Economist Alan B. Krueger (2012) writes that “the rise in inequality in the United States over the last three decades has reached the point that inequality in incomes is causing an unhealthy division in opportunities, and is a threat to our economic growth” (https://en.wikipedia.org/wiki/Main_Page).
Inequality happens everywhere around the world and in every country. If there are rich people, then there must be poor people. The difference between the poor and the rich causes inequality. What is the difference between inequality and inequity? Inequality means unfair situation, in which some groups in society have more money than others. Inequity means lack of fairness or justice.
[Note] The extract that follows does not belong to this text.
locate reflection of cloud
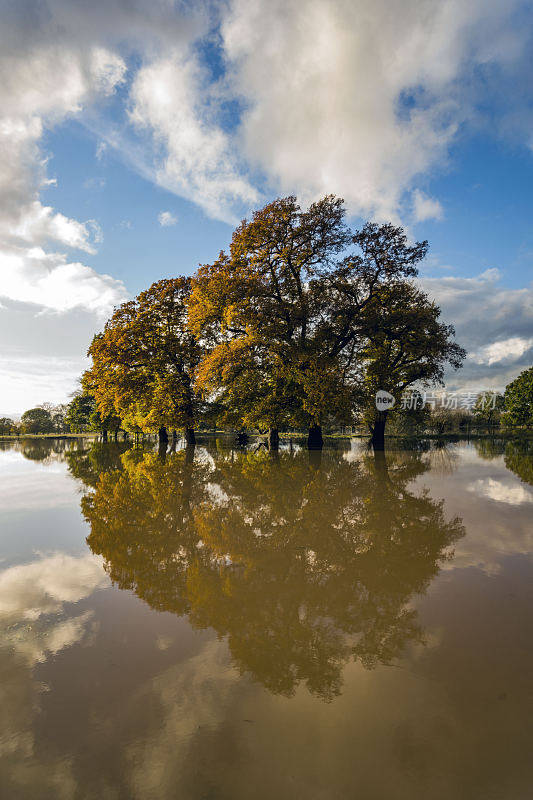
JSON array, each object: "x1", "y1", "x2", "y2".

When I walked in the street last week, I saw that someone was lying on the street wearing dirty clothes. It was difficult to tell the original color of the clothes. He is probably homeless. Homeless people usually spend very little money every day because they do not have income. They cannot spend lots of money. This will be bad for the development of the economy. Consumption will decrease. The economy relies on consumption of goods and services. Goods and services can be seen as part of Gross Domestic Product (GDP). GDP impacts standard of living. Moreover, poor people usually spend a higher percentage of income than rich people. Let’s assume that poor people receive $1,000 dollars monthly income. They may spend all the money. If they get $1,200 a month, then they will spend $1,200. The sum does not cover the living expenses of the poor.
Monthly spending is different for rich people. If wealthy receive 1,000,000 dollars, then they spend $100,000. If they receive $4,000,000, then they will still spend $100,000. They already have all the things they need for living; when they get more money, there is no need to spend more.
Poor people are more likely to spend more when there is an increase in income. If the poor receive more money, then they can spend more. This will be better for the development of the economy.